また、利用者が生み出した「投稿」というデータの活用方法を、プラットフォームのオーナーが独断で決めることに異論を唱えるジャロン・ラニアー氏のような一派も少なくない。
ちなみに、私個人としては、(2)の可能性にも注目している。実際、研究対象としてのSNSデータの有用性には地域差や世代差があるし、流行り廃りもあるので、研究の目的に合わせてデータソースを選んでいくしかない。10年後にはTwitterとは全く異なるSNSが広く使われているかもしれないし、その新たなSNSコミュニティが研究目的のデータ利用に優しいかどうかも全くわからないし、そもそも論として「SNS? 昭和っぽくない?」とか自分の娘に言われているかもしれないのだ。
プラットフォーマーによる「自主規制」の弊害
データを無償で開示してくれたとしても、その内容が、我々紛争研究者が関心を持っているような、当事者の生の声そのままである保証はない。

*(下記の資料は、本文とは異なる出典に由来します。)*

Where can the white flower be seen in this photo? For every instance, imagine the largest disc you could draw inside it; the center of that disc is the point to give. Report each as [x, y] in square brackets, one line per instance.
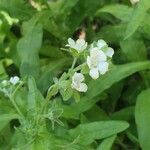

なぜなら、近年SNSプラットフォームは、暴力的な内容や犯罪、ヘイトスピーチなどに関して、自社プラットフォーム上の独自の自主規制を行なっているからである。これを「コンテンツ・モデレーション(Content Moderation)」と呼ぶ。
コンテンツ・モデレーションには大きく分けて2つの方法がある。一つは、発言内容や発信主体のアカウントそのものを削除すること。二つ目は、内容を削除しないものの、おすすめに表示されにくいようにすることである。
コンテンツ・モデレーションの主たる目的は、もちろん自社SNSが犯罪や違法行為の温床になることを防ぐためであるが、実践にはいくつか課題がある。
第一に、何が違法かは国によってルールが異なる。例えば、独裁体制を敷く政府に匿名で異論を唱える内容が、「国家扇動罪」などの国内法に抵触するとの理由で削除されしまう可能性があり、この場合、SNSは知らずに独裁に協力してしまう結果となる。
第二に、コンテンツ・モデレーションはほぼコンピューターによって自動制御されるので、2015年にはとあるアメリカ先住民族出身の人物のFacebookアカウントが「名前が普通じゃない」という理由でフェイクアカウントとして勝手に削除されるという事例も起きた。失礼な話である。
第三に、削除や規制の判断基準が同一プラットフォーム上でも言語によって大きく異なる。コンピューターが理解するのが得意な言語は判断基準がより正確でかつ厳しいが、そうでない言語では対応が画一的でなかったり、甘かったりする。